Na música de 2003, Pitty utiliza a metáfora de um robô para criticar o comportamento humano contemporâneo. No refrão, Pense, fale, compre, beba / Leia, vote, não se esqueça / Use, seja, ouça, diga / Tenha, more, gaste, viva / Não sinhô, sim sinhô, não sinhô, sim sinhô, Pitty enfatiza como o indivíduo moderno aceita passivamente tudo que lhe é imposto pela mídia, tecnologia e mercado, sem questionar ou exercer senso crítico.

Parafuso e fluido em lugar de articulação

Até achava que aqui batia um coração

Nada é orgânico, é tudo programado

E eu achando que tinha me libertado

Pitty - Admirável Chip Novo (Clipe Oficial) 

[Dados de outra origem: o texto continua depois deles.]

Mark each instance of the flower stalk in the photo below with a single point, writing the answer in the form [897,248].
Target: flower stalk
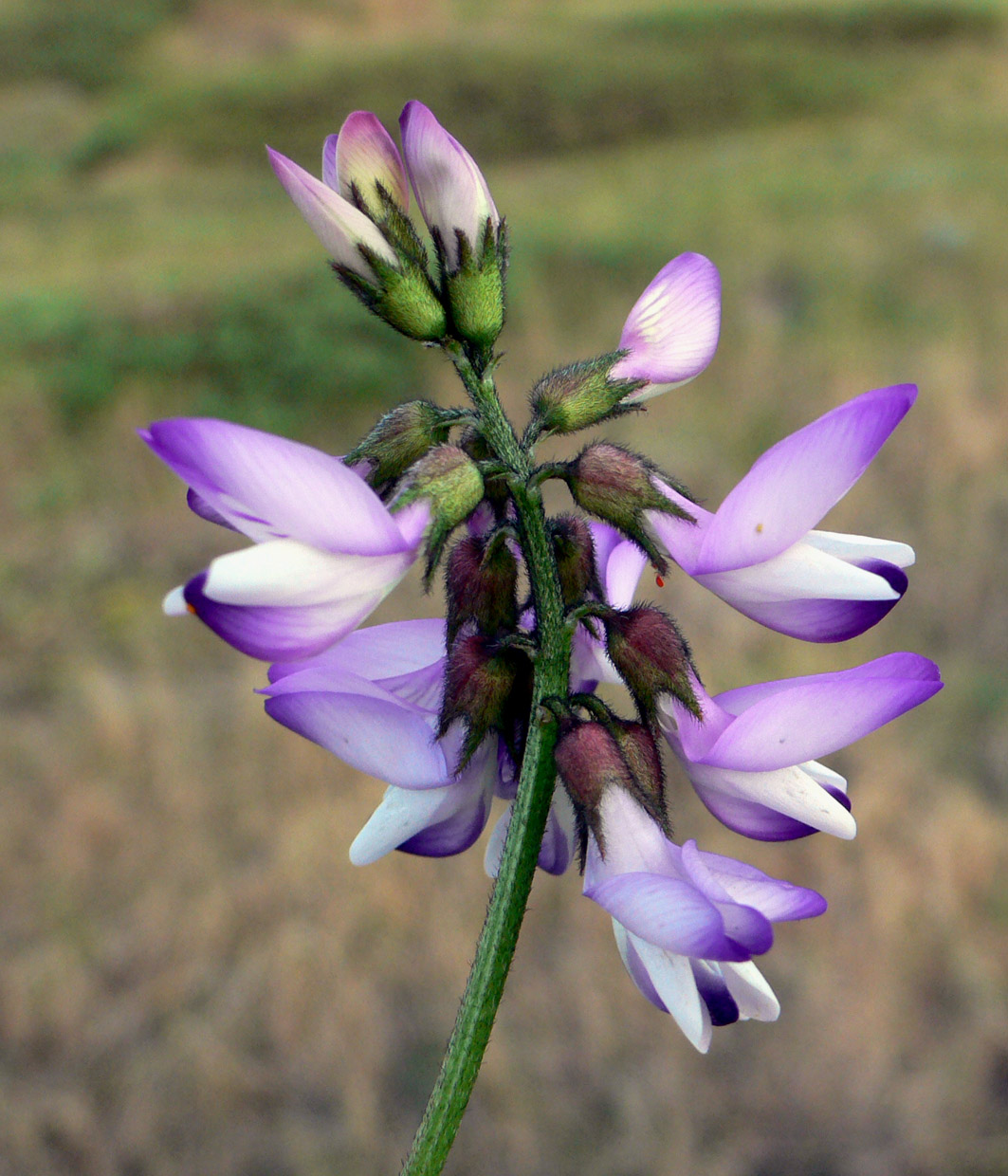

Dom Quixote - Engenheiros do Hawaii

Clássico da literatura espanhola e o segundo livro mais vendido da história, Dom Quixote de La Mancha foi lançado em 1605 e é uma paródia das antigas novelas de cavalaria. A história narra as aventuras de Dom Quixote, um cavaleiro medieval que, após ler diversos romances medievais, acaba confundindo realidade e ficção. Acompanhado por seu cavalo Rocinante e seu fiel amigo Sancho Pança, o protagonista cria seu próprio mundo imaginário e trava batalhas, incluindo a famosa luta contra moinhos de vento, que acreditava serem gigantes.

Em uma visão mais sensível do livro, a música dos Engenheiros do Hawaii aceita as batalhas de Dom Quixote e traz em sua letra a mensagem de que o valor das aventuras não está nos resultados, que podem ser “causas perdidas”, mas sim no próprio ato de lutar por seus ideais. A canção inspira o ouvinte a perseguir seus sonhos, mesmo que não sejam compreendidos pela sociedade e se sintam como um “Ás de Espadas fora do baralho”.

Tudo bem, até pode ser

Que os dragões sejam moinhos de vento

Muito prazer, ao seu dispor

Se for por amor às causas perdidas

Engenheiros do Hawaii - Dom Quixote (Acustico MTV)


 


Ane Xavier

Estudante de Jornalismo e Ciência Política, apaixonada por comunicação e sempre com um livro em mãos. Também fala sobre leituras no instagram @booksbyane.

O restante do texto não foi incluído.